Congressional Drunk Driver Detection Mandate Raises Privacy Questions

The vague mandate leaves the door wide open for intrusion and the collection of sensitive data.

Congress has mandated that starting later this decade, all cars must have a built-in ability to detect drunk drivers and to disable their cars. However, Congress left the Department of Transportation wide latitude to figure out how best to implement such a technology, creating a very real potential that we’ll end up with a system that could be a privacy disaster.

The measure, which was included in the $1.5 trillion infrastructure bill signed by President Biden last week, says vehicles must be equipped with “advanced drunk and impaired driving prevention technology.” What is that?

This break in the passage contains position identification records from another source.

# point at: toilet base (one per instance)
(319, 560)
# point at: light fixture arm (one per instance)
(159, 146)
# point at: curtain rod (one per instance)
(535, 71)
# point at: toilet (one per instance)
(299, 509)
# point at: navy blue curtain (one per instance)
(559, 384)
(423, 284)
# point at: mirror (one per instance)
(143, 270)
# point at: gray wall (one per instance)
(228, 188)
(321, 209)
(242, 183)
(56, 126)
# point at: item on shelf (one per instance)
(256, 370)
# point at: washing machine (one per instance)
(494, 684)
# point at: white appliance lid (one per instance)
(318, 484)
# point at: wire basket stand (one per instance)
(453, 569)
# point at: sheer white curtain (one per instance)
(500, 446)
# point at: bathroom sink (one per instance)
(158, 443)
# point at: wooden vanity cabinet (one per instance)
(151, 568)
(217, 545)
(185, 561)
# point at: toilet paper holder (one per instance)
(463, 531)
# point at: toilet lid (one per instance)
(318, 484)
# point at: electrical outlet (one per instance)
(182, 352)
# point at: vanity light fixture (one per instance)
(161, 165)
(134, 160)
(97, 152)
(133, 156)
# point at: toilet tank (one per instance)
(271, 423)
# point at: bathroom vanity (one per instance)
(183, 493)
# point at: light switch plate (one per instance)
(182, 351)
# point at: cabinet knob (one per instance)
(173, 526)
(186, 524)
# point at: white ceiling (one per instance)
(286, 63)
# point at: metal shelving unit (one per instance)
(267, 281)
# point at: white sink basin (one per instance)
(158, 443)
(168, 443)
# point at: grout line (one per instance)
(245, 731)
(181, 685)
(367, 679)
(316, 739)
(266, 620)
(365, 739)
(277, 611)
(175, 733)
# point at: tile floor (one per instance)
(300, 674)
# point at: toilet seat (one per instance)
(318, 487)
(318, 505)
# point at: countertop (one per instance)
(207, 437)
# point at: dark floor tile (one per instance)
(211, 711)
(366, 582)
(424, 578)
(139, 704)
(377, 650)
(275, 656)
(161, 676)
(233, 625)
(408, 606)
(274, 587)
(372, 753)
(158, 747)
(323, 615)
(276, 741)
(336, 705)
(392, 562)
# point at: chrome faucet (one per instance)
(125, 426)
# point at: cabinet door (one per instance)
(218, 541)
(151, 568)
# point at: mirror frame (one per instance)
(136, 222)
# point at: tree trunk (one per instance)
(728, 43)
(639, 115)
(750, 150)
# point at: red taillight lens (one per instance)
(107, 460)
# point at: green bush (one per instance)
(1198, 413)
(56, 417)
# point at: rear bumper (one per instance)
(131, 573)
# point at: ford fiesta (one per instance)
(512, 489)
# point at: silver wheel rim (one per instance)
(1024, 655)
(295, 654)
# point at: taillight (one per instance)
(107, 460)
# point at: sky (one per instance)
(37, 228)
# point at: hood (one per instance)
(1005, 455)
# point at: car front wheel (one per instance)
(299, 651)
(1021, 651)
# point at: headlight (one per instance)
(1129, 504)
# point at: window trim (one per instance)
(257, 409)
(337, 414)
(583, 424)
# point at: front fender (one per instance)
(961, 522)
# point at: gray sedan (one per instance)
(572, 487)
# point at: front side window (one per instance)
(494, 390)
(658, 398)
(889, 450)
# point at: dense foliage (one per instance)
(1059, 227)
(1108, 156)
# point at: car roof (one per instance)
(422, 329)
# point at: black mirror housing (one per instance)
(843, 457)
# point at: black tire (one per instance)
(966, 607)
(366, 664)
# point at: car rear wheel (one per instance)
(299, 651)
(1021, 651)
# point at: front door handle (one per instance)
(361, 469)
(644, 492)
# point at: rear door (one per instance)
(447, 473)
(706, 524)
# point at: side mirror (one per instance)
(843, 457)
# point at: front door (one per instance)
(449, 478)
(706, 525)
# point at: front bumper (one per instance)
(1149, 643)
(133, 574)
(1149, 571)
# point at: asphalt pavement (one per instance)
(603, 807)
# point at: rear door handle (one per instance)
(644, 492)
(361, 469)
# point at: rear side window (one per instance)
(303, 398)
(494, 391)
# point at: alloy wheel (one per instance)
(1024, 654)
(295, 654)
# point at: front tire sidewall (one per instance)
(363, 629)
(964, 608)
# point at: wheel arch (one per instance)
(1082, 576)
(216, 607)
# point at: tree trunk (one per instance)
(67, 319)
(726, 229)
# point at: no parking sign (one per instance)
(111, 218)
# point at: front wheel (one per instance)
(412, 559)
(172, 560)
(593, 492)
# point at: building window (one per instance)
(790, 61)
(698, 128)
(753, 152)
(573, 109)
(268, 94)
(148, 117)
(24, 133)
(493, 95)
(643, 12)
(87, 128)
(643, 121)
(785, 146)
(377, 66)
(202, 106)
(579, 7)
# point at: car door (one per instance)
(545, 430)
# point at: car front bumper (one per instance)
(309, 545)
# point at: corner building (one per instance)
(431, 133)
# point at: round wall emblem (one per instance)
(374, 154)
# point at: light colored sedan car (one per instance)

Nobody really knows, but Congress defines it as a system that can either “passively monitor the performance of a driver” to detect if they are impaired, or “passively and accurately detect” whether the driver’s blood alcohol level is above the legal limit. If impairment or an illegal blood alcohol limit is detected, the system is required to “prevent or limit motor vehicle operation.”

Driving under the influence of alcohol is a serious problem that results in thousands of preventable deaths every year. But of course, mandating something called “advanced drunk driving technology” doesn’t mean that Congress can conjure such a capability into existence, and it’s far from clear how it would work — or how well.

One key word in the measure is “passively.” Some states already require in-car breathalyzers for people with DUI convictions. Known as “ignition interlock devices,” they require drivers to blow an alcohol-free breath into a tube before their car will start. But Congress has ordered that cars with technology produced to meet this mandate must “passively” detect impairment or intoxication. That means they don’t want breathalyzer tubes; they want a system that will work automatically without drivers having to do anything.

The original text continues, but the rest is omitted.